Razionale. Scopo dello studio è stato quello di confrontare i risultati del protocollo classico di cardioversione della fibrillazione atriale (FA) con shock monofasico con un nuovo protocollo con shock bifasico. Secondo scopo del lavoro è stato valutare l’eventuale danno miocardico da shock bifasico.
Materiali e metodi. Centosessantaquattro pazienti, con FA persistente e refrattaria a cardioversione farmacologica (208 episodi di FA) erano stati sottoposti, durante trattamento farmacologico, a: gruppo A, shock bifasico in base al peso corporeo (50 J se < 60 kg, 70 J se tra 61 e 84 kg e 100 J se > 84 kg); il secondo e il terzo shock erano rispettivamente di intensità doppia e tripla rispetto al primo; e gruppo B, shock monofasico sequenziale di 200, 300 e 360 J. In caso di recidiva il paziente rimaneva nello stesso gruppo. Nei pazienti del gruppo A è stata valutata la troponina I basale ed a 6, 12 e 24 ore dalla cardioversione.
Risultati. I due gruppi erano simili per quanto riguarda l’età, il sesso, il peso corporeo, le dimensioni dell’atrio sinistro, la frazione di eiezione, la cardiopatia sottostante, la durata della FA ed i farmaci antiaritmici. La percentuale di cardioversioni efficaci era del 92% con shock bifasico e 89% con shock monofasico. Si sono avute le seguenti percentuali di cardioversione efficace al primo, secondo e terzo shock: gruppo A 57, 89, 99% e gruppo B 22, 71, 100%. La troponina I, valutata nel gruppo A, non ha avuto un incremento significativo.
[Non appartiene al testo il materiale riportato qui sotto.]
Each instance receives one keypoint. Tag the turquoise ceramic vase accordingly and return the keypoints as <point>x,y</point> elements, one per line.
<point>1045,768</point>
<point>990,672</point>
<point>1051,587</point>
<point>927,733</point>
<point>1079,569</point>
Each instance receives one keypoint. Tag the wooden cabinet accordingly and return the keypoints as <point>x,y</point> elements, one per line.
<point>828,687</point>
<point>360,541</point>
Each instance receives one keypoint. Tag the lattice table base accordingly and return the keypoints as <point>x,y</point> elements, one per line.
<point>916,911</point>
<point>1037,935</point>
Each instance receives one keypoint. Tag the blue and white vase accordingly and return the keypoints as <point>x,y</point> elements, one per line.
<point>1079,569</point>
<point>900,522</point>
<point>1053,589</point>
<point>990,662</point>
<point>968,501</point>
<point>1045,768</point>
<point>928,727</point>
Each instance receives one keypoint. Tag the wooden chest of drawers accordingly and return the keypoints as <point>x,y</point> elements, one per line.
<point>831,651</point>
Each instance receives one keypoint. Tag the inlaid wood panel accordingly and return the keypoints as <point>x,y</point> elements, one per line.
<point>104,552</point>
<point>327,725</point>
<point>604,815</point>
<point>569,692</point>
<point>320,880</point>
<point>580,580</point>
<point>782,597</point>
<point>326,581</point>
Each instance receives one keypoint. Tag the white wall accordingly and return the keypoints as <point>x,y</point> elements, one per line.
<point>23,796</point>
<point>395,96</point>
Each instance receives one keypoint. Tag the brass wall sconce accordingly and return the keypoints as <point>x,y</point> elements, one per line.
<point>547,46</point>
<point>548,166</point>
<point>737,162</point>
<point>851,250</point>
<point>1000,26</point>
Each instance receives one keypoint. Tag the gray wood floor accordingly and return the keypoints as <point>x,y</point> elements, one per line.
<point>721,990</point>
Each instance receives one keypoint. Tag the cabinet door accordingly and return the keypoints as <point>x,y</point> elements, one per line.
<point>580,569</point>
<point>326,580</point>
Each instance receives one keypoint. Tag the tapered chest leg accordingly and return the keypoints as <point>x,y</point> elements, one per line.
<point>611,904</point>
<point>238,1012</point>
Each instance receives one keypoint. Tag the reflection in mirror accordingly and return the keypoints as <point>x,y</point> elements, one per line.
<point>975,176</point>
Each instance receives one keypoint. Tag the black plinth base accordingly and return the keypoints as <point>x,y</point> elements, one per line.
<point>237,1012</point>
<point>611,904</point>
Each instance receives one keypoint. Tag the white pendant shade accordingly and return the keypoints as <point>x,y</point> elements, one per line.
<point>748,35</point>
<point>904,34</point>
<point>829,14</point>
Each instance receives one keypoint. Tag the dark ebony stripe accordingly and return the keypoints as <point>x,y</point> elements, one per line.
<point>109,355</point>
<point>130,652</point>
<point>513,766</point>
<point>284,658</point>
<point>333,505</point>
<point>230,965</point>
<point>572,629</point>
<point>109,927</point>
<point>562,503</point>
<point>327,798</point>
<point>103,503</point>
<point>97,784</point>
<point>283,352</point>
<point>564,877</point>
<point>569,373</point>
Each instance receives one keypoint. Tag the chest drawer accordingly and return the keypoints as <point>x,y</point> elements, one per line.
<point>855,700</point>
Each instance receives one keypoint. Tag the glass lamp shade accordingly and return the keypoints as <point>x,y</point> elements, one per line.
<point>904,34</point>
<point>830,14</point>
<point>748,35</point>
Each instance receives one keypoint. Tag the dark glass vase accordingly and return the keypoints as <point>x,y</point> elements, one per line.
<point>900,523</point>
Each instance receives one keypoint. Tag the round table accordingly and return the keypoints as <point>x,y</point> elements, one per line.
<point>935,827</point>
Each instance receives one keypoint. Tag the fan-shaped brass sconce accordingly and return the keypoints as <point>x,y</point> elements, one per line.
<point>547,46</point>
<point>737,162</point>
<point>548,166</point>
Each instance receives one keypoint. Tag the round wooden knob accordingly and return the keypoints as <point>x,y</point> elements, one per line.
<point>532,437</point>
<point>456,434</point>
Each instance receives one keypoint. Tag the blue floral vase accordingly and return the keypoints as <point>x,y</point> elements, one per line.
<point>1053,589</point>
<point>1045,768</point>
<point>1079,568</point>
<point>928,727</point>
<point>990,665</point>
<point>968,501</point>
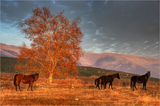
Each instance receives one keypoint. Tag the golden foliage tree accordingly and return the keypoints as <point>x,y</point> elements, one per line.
<point>55,44</point>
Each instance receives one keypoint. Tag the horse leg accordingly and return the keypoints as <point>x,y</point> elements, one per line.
<point>31,86</point>
<point>16,87</point>
<point>19,85</point>
<point>105,85</point>
<point>111,85</point>
<point>101,85</point>
<point>144,86</point>
<point>134,84</point>
<point>28,87</point>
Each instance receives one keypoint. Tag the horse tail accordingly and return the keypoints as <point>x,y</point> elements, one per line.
<point>131,83</point>
<point>95,81</point>
<point>15,84</point>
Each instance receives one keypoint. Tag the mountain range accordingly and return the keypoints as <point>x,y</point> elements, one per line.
<point>112,61</point>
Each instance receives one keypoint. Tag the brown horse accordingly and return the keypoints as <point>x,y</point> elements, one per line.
<point>26,79</point>
<point>97,82</point>
<point>108,79</point>
<point>139,79</point>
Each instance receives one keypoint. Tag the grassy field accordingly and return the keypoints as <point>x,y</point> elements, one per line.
<point>78,91</point>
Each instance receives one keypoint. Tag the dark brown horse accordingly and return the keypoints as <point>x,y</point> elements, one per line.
<point>26,79</point>
<point>139,79</point>
<point>103,80</point>
<point>97,82</point>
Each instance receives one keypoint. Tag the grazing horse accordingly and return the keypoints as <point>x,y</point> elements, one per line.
<point>97,82</point>
<point>103,80</point>
<point>26,79</point>
<point>139,79</point>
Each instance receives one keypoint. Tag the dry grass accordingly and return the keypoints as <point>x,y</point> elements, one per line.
<point>80,91</point>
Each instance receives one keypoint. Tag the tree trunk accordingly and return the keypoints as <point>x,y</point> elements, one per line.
<point>50,77</point>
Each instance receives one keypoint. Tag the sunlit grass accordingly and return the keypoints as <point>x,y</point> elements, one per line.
<point>78,91</point>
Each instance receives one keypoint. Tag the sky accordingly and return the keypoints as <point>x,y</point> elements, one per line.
<point>116,26</point>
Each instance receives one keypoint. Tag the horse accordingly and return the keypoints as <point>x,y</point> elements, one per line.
<point>97,82</point>
<point>139,79</point>
<point>109,78</point>
<point>26,79</point>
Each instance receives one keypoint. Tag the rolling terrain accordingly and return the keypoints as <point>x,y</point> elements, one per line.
<point>111,61</point>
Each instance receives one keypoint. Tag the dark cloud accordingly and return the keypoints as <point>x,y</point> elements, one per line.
<point>130,27</point>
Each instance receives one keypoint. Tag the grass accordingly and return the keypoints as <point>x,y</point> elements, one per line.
<point>78,91</point>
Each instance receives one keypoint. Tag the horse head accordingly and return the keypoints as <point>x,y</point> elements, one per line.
<point>36,76</point>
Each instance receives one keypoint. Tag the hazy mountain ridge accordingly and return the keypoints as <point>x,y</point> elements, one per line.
<point>119,62</point>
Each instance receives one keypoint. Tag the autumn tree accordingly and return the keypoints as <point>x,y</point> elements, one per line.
<point>55,44</point>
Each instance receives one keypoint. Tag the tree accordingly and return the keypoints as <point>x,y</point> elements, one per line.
<point>55,44</point>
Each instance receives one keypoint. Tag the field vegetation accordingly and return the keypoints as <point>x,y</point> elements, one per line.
<point>78,91</point>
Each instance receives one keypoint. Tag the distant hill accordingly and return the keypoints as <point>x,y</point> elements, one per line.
<point>109,61</point>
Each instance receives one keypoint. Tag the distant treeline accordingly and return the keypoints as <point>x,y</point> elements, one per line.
<point>7,66</point>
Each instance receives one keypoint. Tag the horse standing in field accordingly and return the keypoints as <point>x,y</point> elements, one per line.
<point>140,79</point>
<point>103,80</point>
<point>26,79</point>
<point>97,82</point>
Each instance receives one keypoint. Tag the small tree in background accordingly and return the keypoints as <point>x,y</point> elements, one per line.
<point>55,44</point>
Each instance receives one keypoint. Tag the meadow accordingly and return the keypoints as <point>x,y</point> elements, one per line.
<point>78,91</point>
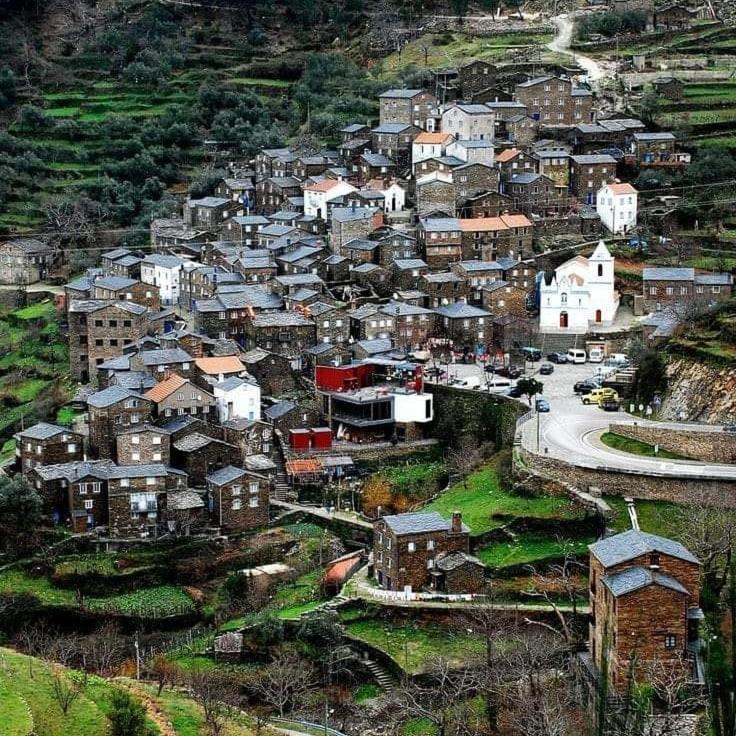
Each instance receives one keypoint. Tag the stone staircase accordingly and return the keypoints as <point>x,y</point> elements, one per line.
<point>382,676</point>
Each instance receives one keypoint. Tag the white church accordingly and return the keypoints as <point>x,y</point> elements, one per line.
<point>580,294</point>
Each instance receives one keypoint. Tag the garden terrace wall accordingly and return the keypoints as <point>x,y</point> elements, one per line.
<point>650,487</point>
<point>714,447</point>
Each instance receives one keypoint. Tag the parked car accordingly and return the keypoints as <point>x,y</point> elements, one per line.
<point>510,371</point>
<point>532,354</point>
<point>597,395</point>
<point>576,356</point>
<point>586,386</point>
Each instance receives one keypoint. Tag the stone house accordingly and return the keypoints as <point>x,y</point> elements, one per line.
<point>287,333</point>
<point>444,287</point>
<point>375,166</point>
<point>406,548</point>
<point>394,140</point>
<point>98,331</point>
<point>136,497</point>
<point>589,173</point>
<point>143,444</point>
<point>25,261</point>
<point>47,444</point>
<point>110,411</point>
<point>239,499</point>
<point>407,272</point>
<point>644,607</point>
<point>441,241</point>
<point>474,178</point>
<point>74,492</point>
<point>177,396</point>
<point>503,299</point>
<point>555,101</point>
<point>272,193</point>
<point>124,289</point>
<point>467,326</point>
<point>198,454</point>
<point>682,290</point>
<point>474,122</point>
<point>244,229</point>
<point>272,371</point>
<point>393,244</point>
<point>349,223</point>
<point>408,106</point>
<point>486,204</point>
<point>435,192</point>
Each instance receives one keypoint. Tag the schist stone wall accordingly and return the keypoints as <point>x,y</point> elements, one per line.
<point>713,447</point>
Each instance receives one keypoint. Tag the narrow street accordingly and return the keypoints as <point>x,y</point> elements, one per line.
<point>561,45</point>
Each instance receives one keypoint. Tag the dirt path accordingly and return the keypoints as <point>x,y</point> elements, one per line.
<point>561,45</point>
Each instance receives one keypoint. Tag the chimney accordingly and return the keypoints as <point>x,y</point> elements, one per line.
<point>457,522</point>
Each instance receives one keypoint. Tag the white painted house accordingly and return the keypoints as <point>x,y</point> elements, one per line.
<point>616,205</point>
<point>237,398</point>
<point>317,195</point>
<point>579,295</point>
<point>163,271</point>
<point>469,122</point>
<point>429,145</point>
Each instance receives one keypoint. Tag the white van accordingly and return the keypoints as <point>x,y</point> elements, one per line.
<point>576,356</point>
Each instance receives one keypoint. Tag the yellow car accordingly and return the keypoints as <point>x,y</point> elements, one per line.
<point>598,395</point>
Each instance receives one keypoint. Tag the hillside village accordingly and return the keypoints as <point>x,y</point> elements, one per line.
<point>425,429</point>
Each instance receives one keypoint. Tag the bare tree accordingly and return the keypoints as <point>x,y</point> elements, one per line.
<point>440,695</point>
<point>284,682</point>
<point>216,694</point>
<point>66,687</point>
<point>560,580</point>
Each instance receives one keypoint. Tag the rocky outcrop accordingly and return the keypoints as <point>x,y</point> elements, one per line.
<point>700,392</point>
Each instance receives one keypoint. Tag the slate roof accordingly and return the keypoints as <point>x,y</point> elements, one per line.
<point>654,273</point>
<point>225,475</point>
<point>635,578</point>
<point>419,522</point>
<point>460,310</point>
<point>43,431</point>
<point>111,395</point>
<point>279,409</point>
<point>631,544</point>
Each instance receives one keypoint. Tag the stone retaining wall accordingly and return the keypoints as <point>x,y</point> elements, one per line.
<point>715,492</point>
<point>712,447</point>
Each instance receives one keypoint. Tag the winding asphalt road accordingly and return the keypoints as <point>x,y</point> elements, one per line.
<point>571,432</point>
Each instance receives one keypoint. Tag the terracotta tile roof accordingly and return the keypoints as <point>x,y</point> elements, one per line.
<point>224,364</point>
<point>164,389</point>
<point>430,138</point>
<point>516,220</point>
<point>622,188</point>
<point>507,154</point>
<point>482,224</point>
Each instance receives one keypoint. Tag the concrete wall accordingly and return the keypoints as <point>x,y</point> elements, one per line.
<point>713,447</point>
<point>716,492</point>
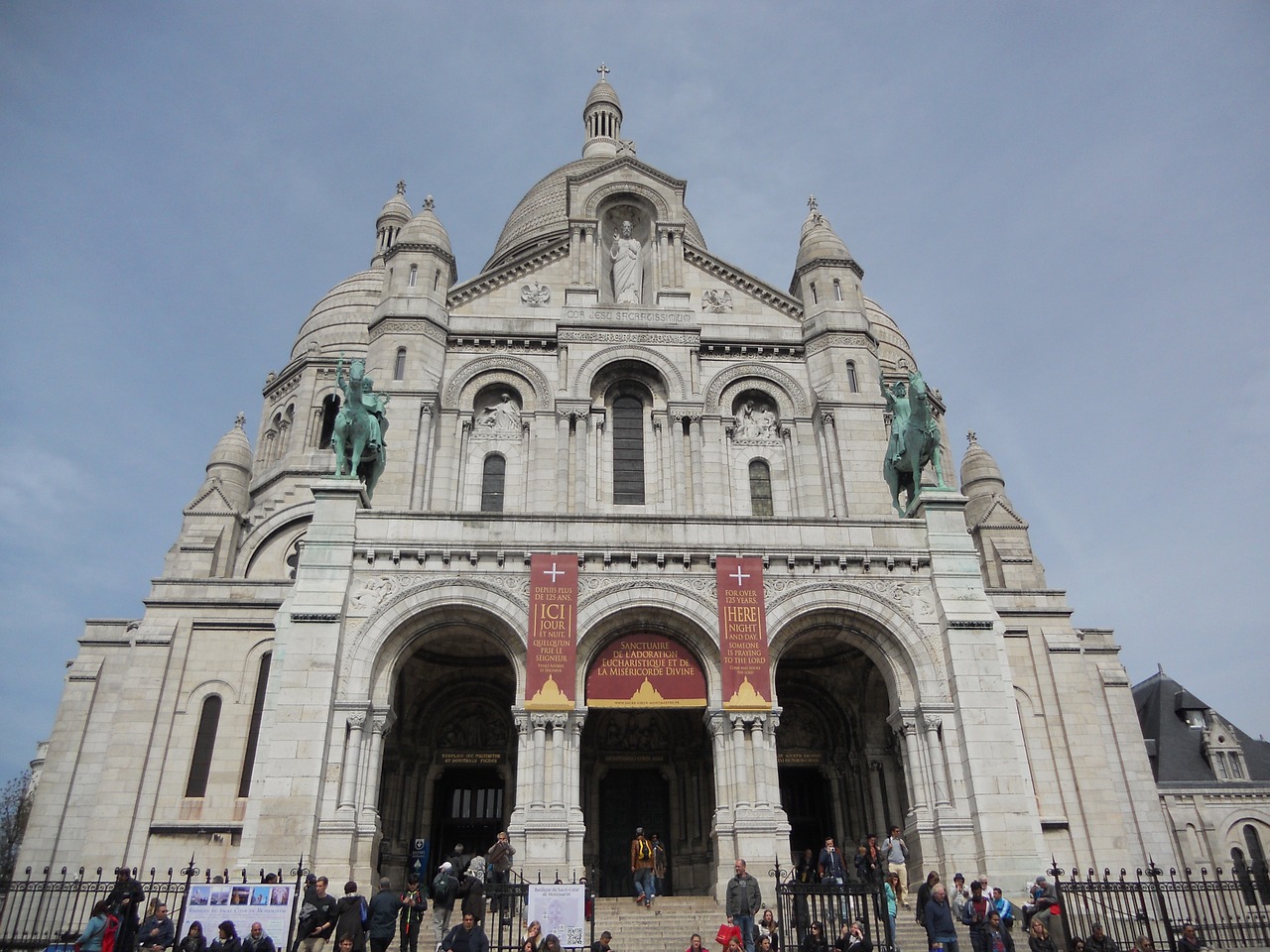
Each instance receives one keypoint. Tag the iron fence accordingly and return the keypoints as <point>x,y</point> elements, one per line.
<point>832,905</point>
<point>50,906</point>
<point>1157,905</point>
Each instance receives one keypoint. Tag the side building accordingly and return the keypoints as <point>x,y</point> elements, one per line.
<point>344,674</point>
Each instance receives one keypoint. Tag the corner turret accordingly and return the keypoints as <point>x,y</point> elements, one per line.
<point>1000,534</point>
<point>394,214</point>
<point>211,527</point>
<point>602,116</point>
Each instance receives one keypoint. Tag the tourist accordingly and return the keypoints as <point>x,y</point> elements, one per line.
<point>939,920</point>
<point>769,927</point>
<point>90,939</point>
<point>194,939</point>
<point>924,895</point>
<point>997,937</point>
<point>258,941</point>
<point>413,905</point>
<point>852,939</point>
<point>1039,939</point>
<point>350,916</point>
<point>381,914</point>
<point>894,852</point>
<point>890,888</point>
<point>743,900</point>
<point>226,938</point>
<point>816,939</point>
<point>1098,941</point>
<point>468,937</point>
<point>158,932</point>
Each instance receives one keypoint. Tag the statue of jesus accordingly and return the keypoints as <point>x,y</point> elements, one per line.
<point>627,268</point>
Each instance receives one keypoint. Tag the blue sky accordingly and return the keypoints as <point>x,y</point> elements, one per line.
<point>1065,207</point>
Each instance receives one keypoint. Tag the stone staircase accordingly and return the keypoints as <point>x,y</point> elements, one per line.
<point>667,927</point>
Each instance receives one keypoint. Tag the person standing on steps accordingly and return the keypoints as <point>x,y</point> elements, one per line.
<point>642,867</point>
<point>743,901</point>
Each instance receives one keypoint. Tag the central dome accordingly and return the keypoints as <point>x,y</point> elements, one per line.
<point>543,214</point>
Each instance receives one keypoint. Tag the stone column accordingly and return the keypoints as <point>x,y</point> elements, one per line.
<point>698,457</point>
<point>352,762</point>
<point>937,753</point>
<point>563,458</point>
<point>422,456</point>
<point>912,761</point>
<point>740,761</point>
<point>580,463</point>
<point>834,452</point>
<point>540,748</point>
<point>380,725</point>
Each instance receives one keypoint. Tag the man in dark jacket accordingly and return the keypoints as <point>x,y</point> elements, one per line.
<point>381,915</point>
<point>467,937</point>
<point>939,919</point>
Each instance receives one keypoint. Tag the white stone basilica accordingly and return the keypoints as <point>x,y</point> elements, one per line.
<point>339,675</point>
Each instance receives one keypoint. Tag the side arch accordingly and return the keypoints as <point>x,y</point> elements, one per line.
<point>789,394</point>
<point>376,653</point>
<point>461,386</point>
<point>592,366</point>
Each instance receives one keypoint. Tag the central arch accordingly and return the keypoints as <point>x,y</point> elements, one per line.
<point>647,761</point>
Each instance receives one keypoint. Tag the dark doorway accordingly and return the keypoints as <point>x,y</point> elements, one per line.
<point>629,798</point>
<point>468,810</point>
<point>806,797</point>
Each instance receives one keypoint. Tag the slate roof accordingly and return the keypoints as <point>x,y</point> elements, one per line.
<point>1176,749</point>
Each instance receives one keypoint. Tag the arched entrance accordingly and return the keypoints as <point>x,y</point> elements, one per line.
<point>449,761</point>
<point>837,758</point>
<point>647,761</point>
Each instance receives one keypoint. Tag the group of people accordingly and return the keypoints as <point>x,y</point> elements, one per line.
<point>648,867</point>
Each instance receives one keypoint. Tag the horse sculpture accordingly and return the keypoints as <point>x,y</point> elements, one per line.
<point>357,436</point>
<point>915,442</point>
Conclusioni. L’impiego dello shock bifasico consente l’utilizzo di minore intensità di corrente rispetto allo shock monofasico con percentuali di efficacia totale paragonabili. Lo shock bifasico consente inoltre una maggiore percentuale di successo con l’impiego degli shock alle più basse energie. L’analisi della curva di troponina I nei pazienti sottoposti a cardioversione con shock bifasico ha escluso danno miocardico indotto dalla procedura in questi pazienti.